Cigarettes, Whiskey and Wild Women (French: Cigarettes, Whisky et P'tites Pépées) is a 1959 French comedy film directed by Maurice Régamey and starring Annie Cordy and Pierre Mondy.

== Premise ==
To bail out their club on the French Riviera, a group of young and pretty sportswomen do not hesitate to exploit whiskey and cigarettes found in the cellar during resounding celebrations.

== Cast ==

- Jean Carmet as Martial
- Annie Cordy as Martine
- René Havard as Fernand
- Pierre Mondy as Max
- Pierre Doris as Gustave
- Franco Interlenghi as Mario
- Reinhard Kolldehoff as Van Dorfelt
- Alessandra Panaro as Micheline
- Sylvie Adassa as Michèle
- Armande Navarre as Juliette
- Nadine Tallier as Arlette
- Micheline Gary as Véronique
- Gisèle Grimm as Élisabeth
- Christian Méry as Angelo
- Arielle Coignet as Isabelle
- Dominique Darsac as Jacqueline
- Pierre Mirat as Abadie
- Jean Richard as The client
- Albert Rémy as The customs
- Pierre Moncorbier as The notary
- Jeanne Valérie

== Production ==
The film was shot from 30 June to 13 August 1958.

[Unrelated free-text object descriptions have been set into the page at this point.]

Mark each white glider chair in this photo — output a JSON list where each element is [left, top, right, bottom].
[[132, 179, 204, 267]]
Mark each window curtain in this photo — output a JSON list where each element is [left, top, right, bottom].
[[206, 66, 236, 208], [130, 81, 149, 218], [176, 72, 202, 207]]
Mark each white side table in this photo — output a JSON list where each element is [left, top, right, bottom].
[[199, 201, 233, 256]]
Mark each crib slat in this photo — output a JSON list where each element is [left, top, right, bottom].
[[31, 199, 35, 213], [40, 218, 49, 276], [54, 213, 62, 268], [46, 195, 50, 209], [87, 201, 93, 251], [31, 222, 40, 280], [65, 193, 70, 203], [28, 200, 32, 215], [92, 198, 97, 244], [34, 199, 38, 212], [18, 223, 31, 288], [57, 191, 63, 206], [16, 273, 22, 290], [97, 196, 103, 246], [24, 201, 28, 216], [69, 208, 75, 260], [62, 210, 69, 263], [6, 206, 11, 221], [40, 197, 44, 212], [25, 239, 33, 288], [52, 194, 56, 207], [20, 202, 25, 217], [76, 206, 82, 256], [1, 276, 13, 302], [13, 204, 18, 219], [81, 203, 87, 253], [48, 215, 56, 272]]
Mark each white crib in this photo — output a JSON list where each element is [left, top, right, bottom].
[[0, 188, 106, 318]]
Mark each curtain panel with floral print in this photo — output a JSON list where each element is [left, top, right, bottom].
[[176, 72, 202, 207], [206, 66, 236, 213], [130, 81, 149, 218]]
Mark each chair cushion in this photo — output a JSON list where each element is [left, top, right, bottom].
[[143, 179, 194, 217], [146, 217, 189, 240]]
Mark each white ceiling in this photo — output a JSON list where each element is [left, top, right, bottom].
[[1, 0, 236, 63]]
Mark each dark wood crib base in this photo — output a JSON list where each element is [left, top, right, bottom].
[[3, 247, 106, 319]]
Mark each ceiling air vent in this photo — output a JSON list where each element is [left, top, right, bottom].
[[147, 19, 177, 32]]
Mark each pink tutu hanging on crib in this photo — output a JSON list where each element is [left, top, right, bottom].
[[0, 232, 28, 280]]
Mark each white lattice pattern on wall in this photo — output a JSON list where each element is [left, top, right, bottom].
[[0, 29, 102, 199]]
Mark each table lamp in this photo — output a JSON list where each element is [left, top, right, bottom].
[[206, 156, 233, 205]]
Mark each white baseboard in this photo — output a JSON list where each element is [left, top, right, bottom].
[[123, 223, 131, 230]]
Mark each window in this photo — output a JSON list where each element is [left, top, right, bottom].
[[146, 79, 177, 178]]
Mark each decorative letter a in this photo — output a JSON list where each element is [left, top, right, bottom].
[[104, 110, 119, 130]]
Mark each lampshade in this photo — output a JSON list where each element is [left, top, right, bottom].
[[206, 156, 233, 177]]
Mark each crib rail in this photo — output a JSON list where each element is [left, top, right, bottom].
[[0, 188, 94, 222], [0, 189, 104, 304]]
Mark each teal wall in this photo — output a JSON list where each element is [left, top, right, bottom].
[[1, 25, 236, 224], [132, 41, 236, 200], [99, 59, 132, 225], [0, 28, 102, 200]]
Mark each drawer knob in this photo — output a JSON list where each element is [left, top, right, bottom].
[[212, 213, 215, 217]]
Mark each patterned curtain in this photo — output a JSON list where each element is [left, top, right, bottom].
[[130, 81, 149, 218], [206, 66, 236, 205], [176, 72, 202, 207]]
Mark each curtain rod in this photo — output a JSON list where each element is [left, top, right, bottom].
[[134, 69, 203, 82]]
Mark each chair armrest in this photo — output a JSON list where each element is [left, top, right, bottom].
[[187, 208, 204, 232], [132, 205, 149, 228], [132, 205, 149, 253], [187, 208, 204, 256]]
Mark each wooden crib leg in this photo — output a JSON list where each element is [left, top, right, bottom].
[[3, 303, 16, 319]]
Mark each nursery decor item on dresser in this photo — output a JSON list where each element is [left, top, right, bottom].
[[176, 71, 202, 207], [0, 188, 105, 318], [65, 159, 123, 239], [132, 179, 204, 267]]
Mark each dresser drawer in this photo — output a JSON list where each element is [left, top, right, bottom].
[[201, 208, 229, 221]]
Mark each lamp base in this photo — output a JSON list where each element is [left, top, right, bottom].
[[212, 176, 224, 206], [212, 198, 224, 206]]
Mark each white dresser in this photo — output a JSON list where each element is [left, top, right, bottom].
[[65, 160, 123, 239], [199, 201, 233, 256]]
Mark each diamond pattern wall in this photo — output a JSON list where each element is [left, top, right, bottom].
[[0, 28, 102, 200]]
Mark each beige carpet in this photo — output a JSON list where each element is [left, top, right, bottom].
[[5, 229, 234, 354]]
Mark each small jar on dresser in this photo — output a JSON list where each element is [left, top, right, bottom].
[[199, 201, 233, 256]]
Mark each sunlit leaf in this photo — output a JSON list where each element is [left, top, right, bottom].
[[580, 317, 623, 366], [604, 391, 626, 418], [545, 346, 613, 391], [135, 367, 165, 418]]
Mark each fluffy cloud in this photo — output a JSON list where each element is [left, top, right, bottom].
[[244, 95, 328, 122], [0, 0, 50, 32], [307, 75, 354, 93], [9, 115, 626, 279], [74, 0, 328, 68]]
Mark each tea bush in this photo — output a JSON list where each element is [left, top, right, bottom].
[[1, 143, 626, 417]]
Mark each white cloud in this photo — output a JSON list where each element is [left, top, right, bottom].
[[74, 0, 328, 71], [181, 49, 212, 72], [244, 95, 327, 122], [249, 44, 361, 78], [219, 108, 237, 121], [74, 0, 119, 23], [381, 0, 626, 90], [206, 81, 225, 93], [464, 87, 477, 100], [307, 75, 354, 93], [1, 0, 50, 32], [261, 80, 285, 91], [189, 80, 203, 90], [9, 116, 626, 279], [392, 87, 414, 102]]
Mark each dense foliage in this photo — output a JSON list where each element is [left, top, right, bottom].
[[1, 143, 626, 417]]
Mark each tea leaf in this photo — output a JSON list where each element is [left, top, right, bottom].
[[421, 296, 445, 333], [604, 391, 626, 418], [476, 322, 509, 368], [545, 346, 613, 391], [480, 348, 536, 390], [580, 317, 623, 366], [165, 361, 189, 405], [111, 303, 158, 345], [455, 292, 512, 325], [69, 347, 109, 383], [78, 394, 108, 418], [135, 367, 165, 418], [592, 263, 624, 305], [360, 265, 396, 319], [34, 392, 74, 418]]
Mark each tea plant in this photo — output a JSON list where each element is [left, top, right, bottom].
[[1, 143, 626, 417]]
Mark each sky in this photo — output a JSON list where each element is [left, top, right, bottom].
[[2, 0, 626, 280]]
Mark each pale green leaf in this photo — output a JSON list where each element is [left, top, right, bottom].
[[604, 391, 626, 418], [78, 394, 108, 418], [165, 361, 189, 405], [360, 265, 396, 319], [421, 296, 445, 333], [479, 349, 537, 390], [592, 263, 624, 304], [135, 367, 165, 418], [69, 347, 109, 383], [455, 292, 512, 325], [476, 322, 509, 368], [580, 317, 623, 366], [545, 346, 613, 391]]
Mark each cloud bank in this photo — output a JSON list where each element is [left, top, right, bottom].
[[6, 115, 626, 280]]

The film was released in Italy 10 February 1959, in France, 25 February 1959, in Sweden, 16 November 1959 and in Germany, 4 March 1960.

The film is most known from the 1947 song "Cigarettes, Whisky et P'tites Pépées" ("Cigarettes, Whisky, And Wild, Wild Women" music by Tim Spencer, French lyrics by Jacques Soumet and François Llenas) singing by Annie Cordy.